In this guide we’ll define what a rent roll actually is and explain some key reasons as to why it’s a useful tool for commercial real estate brokers.
What is a Rent Roll?
A rent roll is a consolidated record of information about either a single commercial real estate asset, or a portfolio of assets. At its simplest, a rent roll is merely a record of the income from a real estate asset. However, it can be so much more. Generally, you’d expect to see the following information in a rent roll:
Physical information about the property or unit:
- Address and/or unit number
Zoning for land use, that is, whether the property is:
- Business – light industrial, commercial, etc.
- Urban, peri-urban and/or suburban
Rental figures showing:
- Rental amount
- How it’s determined (is it per-square foot or some other metric?)
- Start and end (or renewal) dates
- Special terms and conditions like discounts or rent holidays
Where Does Rent Roll Data Come From?
Rent roll information is gleaned from internal sources like lease and tenant agreements. Other sources which enrich a rent roll include:
- The property’s balance sheet for a snapshot of profit and loss
- A property appraisal which gives in-depth information about the property like size, area, number of rooms, and more
- County tax assessors for lot size and land use zoning
- Real estate listing portals if a property has, at some point been sold via real estate agent
- Online GIS analytics tools make most of the key property data easily accessible in one place
7 Reasons Why a Rent Roll is Important in Commercial Real Estate
Now you know what a rent roll is, but why is it such an important item for a broker? Here are seven key reasons.
1. A Rent Roll Contains a Mine of Useful Property and Tenant Information
Like a payroll contains information about employees, a rent roll collects data about income-producing properties, but it works in reverse because a rent roll is more about getting money in than paying out.
A rent roll will usually include the basic data about each property, unit and/or the broader portfolio. There could also be details about current tenants, their leases, and the status of each.
2. A Rent Roll Shows Current Property Performance
A commercial real estate broker uses a rent roll to gain a snapshot of a property’s current cashflow and tenant behavior. This information can help to identify possible problems and also opportunities for increasing cashflow. A rent roll typically includes:
- Average monthly and annual income
- Vacancy rates
- Which tenants pay on time, and which are delinquent
- Expenditure on, for example, maintenance for each unit or property, and how often
3. A Rent Roll Identifies Problem Tenants
Successful property investments rely on good tenants to work well. A rent roll provides an early warning to a property manager that a tenant is having trouble paying the rent, on time or at all. This allows them to act early and avoid costly eviction processes.

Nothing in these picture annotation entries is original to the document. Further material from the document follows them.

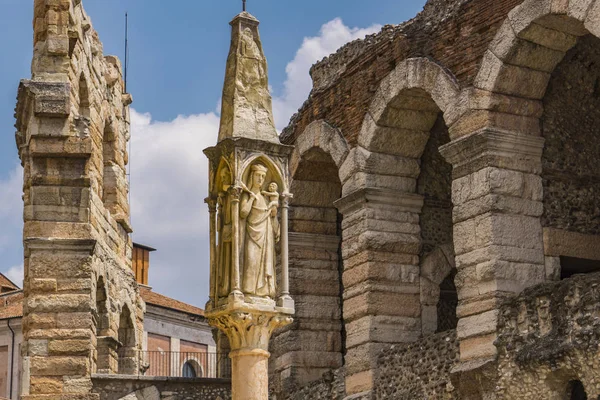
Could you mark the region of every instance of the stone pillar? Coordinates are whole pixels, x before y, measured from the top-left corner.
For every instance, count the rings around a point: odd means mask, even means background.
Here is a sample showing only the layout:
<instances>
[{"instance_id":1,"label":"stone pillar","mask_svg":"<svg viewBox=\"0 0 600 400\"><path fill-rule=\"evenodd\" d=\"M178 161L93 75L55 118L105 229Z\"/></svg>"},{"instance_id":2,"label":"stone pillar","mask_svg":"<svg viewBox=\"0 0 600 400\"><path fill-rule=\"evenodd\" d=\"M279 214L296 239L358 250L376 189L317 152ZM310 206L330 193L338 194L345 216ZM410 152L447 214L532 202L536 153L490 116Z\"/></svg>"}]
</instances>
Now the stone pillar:
<instances>
[{"instance_id":1,"label":"stone pillar","mask_svg":"<svg viewBox=\"0 0 600 400\"><path fill-rule=\"evenodd\" d=\"M373 387L376 358L421 333L419 213L422 196L359 189L337 201L343 215L346 391Z\"/></svg>"},{"instance_id":2,"label":"stone pillar","mask_svg":"<svg viewBox=\"0 0 600 400\"><path fill-rule=\"evenodd\" d=\"M293 148L279 142L275 129L258 20L244 11L230 25L218 143L204 151L208 203L221 204L218 226L211 226L219 234L211 238L215 294L206 317L229 339L233 400L267 400L269 340L294 314L287 260Z\"/></svg>"},{"instance_id":3,"label":"stone pillar","mask_svg":"<svg viewBox=\"0 0 600 400\"><path fill-rule=\"evenodd\" d=\"M541 137L482 129L441 148L453 165L461 364L494 360L500 303L545 280Z\"/></svg>"},{"instance_id":4,"label":"stone pillar","mask_svg":"<svg viewBox=\"0 0 600 400\"><path fill-rule=\"evenodd\" d=\"M231 345L232 398L269 398L269 339L275 329L291 323L291 318L244 307L223 310L211 317L213 325L225 332Z\"/></svg>"}]
</instances>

4. A Rent Roll is a Predictor of Future Property Performance
Before making a purchase, commercial real estate investors want an idea of a property’s potential performance in terms of rentals and positive returns.

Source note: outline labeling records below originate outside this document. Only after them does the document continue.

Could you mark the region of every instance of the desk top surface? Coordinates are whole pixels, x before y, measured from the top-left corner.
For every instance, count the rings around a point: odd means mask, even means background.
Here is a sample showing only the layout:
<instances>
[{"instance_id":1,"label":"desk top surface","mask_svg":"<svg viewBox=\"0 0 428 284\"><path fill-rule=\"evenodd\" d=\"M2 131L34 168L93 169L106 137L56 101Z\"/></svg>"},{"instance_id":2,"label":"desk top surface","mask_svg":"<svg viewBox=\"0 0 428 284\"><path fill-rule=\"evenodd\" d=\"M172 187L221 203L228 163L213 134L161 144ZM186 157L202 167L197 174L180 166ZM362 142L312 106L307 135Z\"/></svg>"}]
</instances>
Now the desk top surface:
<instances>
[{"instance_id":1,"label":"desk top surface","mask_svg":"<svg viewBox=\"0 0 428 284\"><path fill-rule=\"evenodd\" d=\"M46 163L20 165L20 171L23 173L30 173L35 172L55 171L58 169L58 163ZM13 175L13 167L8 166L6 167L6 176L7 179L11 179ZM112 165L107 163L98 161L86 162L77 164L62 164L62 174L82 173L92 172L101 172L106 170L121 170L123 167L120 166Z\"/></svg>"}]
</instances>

Brokers can use rent roll data to assess whether a specific property is going to bring in a good profit in future.
Typical returns metrics used include:
- Cash-on-cash return
- Nominal returns
- Net operating income
- Internal rate of return
- Cap rate
- Gross rent multiplier
5. A Rent Roll Shows Trends Over Time
In addition to the rent roll containing valuable real time data, a rent roll may have been in existence for many years, if not decades, making it a veritable treasure trove. By being able to view rentals over an extended period, you can analyze trends. These include rising or dropping rental prices, or patterns associated with vacancy rates.
6. A Rent Roll Provides the Foundation for a Broker’s Opinion of Value
While a broker’s opinion of value is exactly that – an opinion – brokers also rely on actual hard data to formulate them. A rent roll is a valuable resource that helps brokers create price value estimates that are as accurate as possible.
7. A Rent Roll Adds Value to Property Analytics and Vice Versa
A rent roll gives a broker detailed insights into how a property or portfolio is performing, which forms a good foundation for property analysts to identify trends and make investment decisions. Online GIS property analytics tools enrich rent roll data by providing demographic trends including income, education levels, and other population data. They are also able to generate high-level analyses of a location’s foot and vehicle traffic, which can indicate potential footfall. Any real estate professional preparing a rent roll may find that property analytics make it that bit richer.
Final Thoughts on Rent Rolls
While a property’s rent roll is, on the face of it, a day-to-day property management instrument, it is also an essential decision-making tool for commercial real estate brokers and investors. In their due diligence processes, the more data the rent roll contains, the greater the insights yielded. This is vital as commercial real estate brokers seek to show how investors can potentially maximize gross rental income and improve the performance of their property investments.